The note of genuine panic—the first honest emotion Bethy had evinced other than fury and smugness—stopped Anna. She looked back at the filthy woman, trussed up like a cannibal’s catch, her skin beginning to burn thought the dust and the sunscreen, and felt a tickling of pity. Not for Bethy. In Anna’s opinion she deserved whatever came, as long as it was unpleasant. Pity for the person she would be if she allowed Bethy to die of thirst knowing firsthand what torture it was.
“Tell you what,” Anna relented. “I’ll split the water with you. You’ll be able to wriggle out of your ropes before you die and can drink it then. It will keep you going until somebody comes to get you.” She started to fulfill the promise by retrieving her own empty water bottle so she could share what she had.
“No! No,” Bethy cried. “Don’t leave me alone.” Her eyes, beseeching, held Anna’s. No sneaky smile. She genuinely was afraid of Anna leaving.
Anna stopped what she was doing, too rattled and weary to think and move simultaneously. Her previous adventures had taught her a little something. She’d left a note telling Jenny she was going canyoneering with Bethy Candor. Of course she hadn’t said where because she hadn’t known at the time.
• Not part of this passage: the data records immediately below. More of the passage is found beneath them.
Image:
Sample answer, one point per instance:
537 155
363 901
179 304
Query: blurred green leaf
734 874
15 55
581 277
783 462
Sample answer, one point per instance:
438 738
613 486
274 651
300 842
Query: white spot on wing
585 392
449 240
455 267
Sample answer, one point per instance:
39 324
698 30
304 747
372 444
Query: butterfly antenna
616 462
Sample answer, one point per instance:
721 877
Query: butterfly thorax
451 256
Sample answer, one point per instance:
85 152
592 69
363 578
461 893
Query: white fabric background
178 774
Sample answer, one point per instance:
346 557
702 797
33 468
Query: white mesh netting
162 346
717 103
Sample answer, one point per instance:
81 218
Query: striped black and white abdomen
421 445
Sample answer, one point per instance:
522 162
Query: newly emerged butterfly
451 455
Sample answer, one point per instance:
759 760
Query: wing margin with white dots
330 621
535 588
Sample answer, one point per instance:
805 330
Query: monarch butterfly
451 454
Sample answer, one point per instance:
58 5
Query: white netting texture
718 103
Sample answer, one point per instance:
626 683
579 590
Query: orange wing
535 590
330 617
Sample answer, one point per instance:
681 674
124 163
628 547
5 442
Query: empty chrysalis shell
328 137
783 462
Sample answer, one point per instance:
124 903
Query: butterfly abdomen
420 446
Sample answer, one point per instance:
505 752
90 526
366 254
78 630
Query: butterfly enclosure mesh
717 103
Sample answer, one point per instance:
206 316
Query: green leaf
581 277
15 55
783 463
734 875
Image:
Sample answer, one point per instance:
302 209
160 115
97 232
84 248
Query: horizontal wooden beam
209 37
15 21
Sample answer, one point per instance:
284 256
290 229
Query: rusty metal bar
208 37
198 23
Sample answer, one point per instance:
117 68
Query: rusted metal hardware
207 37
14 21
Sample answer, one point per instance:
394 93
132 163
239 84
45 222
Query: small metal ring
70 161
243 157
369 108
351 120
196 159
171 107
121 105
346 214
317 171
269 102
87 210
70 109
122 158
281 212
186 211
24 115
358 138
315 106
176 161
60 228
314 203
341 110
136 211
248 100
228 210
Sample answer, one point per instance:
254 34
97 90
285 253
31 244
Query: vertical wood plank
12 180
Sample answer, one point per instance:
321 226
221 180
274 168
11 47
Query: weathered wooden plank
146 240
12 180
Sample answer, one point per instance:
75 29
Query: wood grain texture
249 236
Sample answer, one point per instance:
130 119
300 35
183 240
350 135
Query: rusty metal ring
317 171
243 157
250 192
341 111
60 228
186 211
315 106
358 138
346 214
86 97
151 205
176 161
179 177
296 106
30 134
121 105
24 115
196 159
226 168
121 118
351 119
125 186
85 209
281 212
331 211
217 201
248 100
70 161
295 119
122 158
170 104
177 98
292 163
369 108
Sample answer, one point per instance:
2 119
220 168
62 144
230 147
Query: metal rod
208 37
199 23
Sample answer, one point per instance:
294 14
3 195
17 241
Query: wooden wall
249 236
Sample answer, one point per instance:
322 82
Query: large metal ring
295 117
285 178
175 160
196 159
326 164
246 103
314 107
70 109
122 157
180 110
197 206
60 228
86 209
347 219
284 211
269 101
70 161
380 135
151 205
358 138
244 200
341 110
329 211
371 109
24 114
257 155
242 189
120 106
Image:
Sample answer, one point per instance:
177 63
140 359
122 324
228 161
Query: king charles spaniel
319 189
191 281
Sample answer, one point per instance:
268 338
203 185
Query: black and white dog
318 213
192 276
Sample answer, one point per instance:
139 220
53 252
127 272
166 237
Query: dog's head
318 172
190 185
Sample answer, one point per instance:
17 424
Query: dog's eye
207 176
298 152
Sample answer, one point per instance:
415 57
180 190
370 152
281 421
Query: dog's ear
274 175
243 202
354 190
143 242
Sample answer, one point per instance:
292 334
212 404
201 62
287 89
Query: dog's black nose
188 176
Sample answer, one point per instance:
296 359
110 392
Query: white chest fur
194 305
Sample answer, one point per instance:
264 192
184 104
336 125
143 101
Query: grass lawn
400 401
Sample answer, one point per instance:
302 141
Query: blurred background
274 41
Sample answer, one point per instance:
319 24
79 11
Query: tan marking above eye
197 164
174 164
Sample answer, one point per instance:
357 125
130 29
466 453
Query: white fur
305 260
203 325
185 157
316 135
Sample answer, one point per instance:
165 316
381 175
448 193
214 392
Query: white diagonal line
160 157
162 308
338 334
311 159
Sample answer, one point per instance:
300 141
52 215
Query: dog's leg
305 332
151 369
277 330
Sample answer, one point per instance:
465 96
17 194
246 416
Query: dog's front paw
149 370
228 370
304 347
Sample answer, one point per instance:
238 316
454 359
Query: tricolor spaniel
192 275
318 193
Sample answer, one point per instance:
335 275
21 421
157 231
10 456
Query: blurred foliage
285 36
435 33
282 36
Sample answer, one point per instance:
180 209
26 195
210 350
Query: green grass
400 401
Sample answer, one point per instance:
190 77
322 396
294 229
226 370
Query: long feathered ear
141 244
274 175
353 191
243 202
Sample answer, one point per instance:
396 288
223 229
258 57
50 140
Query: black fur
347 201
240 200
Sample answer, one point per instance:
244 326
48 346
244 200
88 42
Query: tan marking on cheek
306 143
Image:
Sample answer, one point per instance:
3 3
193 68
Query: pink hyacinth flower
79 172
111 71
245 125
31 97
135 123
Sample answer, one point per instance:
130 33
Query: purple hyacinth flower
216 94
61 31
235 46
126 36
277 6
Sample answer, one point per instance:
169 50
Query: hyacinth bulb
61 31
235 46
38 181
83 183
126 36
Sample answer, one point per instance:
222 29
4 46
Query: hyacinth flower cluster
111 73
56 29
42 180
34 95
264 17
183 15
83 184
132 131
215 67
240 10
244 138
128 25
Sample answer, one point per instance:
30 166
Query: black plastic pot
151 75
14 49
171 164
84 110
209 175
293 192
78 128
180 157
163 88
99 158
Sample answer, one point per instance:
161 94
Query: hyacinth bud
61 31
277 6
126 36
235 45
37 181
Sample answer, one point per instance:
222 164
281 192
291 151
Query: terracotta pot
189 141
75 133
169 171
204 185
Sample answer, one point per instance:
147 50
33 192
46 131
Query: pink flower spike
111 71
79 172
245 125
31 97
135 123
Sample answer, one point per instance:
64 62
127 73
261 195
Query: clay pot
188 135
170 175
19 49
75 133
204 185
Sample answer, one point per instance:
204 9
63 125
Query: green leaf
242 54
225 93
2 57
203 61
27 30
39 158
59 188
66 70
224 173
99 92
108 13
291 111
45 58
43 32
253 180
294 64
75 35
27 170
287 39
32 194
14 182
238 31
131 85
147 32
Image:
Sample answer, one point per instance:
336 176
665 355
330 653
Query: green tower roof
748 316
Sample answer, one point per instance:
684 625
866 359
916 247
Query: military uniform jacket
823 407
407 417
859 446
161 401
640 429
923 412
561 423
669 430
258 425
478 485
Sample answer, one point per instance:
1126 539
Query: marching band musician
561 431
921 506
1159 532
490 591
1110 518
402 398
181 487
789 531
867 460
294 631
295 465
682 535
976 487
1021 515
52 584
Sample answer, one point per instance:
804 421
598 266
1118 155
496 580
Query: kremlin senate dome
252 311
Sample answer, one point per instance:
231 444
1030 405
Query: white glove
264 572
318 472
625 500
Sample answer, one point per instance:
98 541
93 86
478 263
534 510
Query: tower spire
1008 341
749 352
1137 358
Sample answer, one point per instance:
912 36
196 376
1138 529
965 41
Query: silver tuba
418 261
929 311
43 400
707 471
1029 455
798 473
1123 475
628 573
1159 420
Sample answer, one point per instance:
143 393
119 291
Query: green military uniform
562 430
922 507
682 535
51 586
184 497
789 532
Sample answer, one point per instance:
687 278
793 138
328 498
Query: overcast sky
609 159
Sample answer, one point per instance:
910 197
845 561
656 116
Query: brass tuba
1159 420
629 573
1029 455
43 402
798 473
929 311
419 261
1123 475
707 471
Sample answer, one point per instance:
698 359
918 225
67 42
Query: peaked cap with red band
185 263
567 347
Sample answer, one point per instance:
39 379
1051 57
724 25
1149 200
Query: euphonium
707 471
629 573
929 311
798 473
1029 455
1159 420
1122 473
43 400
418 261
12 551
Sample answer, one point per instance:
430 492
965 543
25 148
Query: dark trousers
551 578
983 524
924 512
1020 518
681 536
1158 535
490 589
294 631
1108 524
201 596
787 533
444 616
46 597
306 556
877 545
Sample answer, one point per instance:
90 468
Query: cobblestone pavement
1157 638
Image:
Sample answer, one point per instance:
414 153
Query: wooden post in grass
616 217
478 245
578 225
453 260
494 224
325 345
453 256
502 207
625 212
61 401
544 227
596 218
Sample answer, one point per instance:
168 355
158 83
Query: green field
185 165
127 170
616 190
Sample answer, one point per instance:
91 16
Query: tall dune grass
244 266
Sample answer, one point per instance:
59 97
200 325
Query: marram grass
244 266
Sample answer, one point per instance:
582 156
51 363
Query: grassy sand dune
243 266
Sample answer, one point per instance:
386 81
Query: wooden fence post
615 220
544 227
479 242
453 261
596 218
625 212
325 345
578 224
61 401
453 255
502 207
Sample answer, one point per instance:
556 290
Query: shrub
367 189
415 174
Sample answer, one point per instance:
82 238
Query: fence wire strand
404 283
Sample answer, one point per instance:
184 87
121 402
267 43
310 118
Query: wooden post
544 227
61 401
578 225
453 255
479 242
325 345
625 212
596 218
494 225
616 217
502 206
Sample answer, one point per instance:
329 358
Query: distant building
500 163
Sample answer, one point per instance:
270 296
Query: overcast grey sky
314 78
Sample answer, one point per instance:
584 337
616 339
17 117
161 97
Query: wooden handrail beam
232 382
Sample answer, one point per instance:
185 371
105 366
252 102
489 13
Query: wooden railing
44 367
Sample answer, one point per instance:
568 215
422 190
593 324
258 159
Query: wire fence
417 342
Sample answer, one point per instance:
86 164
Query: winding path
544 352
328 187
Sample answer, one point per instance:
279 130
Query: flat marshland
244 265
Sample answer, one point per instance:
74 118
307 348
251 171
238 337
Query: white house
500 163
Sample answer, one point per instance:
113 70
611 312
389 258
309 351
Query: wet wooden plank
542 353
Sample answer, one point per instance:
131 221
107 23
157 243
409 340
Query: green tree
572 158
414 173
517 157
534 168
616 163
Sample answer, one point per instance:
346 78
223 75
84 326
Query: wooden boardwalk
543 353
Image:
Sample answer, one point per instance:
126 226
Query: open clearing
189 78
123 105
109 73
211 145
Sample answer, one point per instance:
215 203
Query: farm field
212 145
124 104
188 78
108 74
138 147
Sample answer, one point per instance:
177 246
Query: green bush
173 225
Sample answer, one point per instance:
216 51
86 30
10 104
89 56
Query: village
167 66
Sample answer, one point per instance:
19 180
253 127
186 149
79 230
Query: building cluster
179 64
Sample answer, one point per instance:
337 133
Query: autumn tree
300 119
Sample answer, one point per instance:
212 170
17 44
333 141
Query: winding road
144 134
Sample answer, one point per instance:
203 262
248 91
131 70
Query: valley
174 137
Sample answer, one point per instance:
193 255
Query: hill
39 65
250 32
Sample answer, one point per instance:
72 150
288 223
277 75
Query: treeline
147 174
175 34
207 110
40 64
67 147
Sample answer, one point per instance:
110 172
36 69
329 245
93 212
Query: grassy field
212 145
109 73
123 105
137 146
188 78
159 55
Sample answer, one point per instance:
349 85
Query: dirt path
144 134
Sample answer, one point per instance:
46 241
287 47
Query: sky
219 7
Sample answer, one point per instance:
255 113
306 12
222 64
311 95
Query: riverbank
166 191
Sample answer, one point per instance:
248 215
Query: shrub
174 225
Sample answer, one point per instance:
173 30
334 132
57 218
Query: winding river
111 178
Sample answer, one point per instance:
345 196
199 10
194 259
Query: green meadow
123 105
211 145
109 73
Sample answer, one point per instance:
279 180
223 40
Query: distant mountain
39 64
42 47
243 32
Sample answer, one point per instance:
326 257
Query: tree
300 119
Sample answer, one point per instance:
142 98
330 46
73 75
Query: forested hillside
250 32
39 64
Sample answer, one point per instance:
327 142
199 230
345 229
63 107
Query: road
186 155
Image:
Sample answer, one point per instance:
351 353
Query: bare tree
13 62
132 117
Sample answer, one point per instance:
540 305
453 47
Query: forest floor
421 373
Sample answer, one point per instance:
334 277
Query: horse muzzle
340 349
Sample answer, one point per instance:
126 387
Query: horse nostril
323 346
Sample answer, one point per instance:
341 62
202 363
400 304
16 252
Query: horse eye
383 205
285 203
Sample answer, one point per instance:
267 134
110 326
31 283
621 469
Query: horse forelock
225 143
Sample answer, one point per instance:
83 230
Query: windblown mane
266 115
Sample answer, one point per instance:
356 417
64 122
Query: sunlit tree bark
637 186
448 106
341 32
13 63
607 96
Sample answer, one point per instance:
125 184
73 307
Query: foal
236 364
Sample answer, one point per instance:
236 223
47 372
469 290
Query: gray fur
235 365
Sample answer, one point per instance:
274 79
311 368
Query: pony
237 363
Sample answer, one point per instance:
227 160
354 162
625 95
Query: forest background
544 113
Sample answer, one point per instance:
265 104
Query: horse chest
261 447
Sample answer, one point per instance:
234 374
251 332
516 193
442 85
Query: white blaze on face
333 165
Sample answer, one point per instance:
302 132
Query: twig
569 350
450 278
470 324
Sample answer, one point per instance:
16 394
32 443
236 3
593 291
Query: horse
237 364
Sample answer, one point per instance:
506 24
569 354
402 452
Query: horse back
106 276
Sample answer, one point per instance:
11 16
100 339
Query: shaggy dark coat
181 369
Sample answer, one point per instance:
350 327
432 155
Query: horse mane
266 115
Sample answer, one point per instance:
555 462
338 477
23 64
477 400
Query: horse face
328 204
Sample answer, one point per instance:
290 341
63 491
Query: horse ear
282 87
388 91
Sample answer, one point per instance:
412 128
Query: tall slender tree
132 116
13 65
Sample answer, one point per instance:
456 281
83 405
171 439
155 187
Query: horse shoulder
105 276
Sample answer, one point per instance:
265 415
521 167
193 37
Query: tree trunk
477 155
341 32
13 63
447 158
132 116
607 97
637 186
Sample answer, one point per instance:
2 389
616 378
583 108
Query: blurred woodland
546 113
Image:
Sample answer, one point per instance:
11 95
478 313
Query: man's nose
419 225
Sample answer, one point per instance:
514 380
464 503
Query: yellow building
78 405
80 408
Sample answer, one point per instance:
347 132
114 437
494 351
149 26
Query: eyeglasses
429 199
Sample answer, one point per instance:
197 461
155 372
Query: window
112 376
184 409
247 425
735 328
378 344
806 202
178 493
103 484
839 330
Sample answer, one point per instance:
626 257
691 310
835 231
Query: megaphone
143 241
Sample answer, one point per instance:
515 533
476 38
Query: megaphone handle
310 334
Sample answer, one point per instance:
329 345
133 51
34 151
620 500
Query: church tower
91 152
Bethy’s Zodiac was moored at the sandstone blocks separating Panther from the slot. Jenny was working, due back at the Rope around six thirty. If she patrolled Panther today she might even see the Zodiac.
Anna also carried a few more practical things with her when she was going away from civilization. Besides the additional water, she had matches, a compass, a Swiss Army knife, a Maglite, granola bars, sunscreen, a ball cap, ChapStick, and a paperback book— The Tenant of Wildfell Hall. Since last time she’d found herself on this plateau in the company of persons who meant her no good, she had become much stronger and more savvy in survival skills.
Still, unless she ignited a piñon tree with the matches and Anne Brontë’s work, she had no way to let anyone know where she was. Where they were.
“If I don’t leave you, nobody will come find you,” Anna said reasonably, “and I’m sure as hell not taking you with me.”
“Just stay a little longer,” Bethy begged. “Please? Please? Pretty please with a cherry on top?”
It was quarter past two. There would be enough light to hike out for another six hours. This time it would not take Anna twelve hours. Knowing the way, and being hydrated and fed, she could do it in four. Maybe less.
Bethy’s fear and pleading didn’t factor into her decision. Bethy’s willingness to tell her “real stuff, true and everything” did. It wasn’t in Anna’s nature to walk away before the final scene played out.
Feeling more saintly than she had a right to, Anna gave Bethy a good long drink of water before she sat down to finish interrogating her. She opened with “If I even think you’re lying to me, I’m gone.” With a small plane’s engine droning in the distance like the buzz of a bluebottle fly, she said, “Start with why those guys agreed to show you my jar.”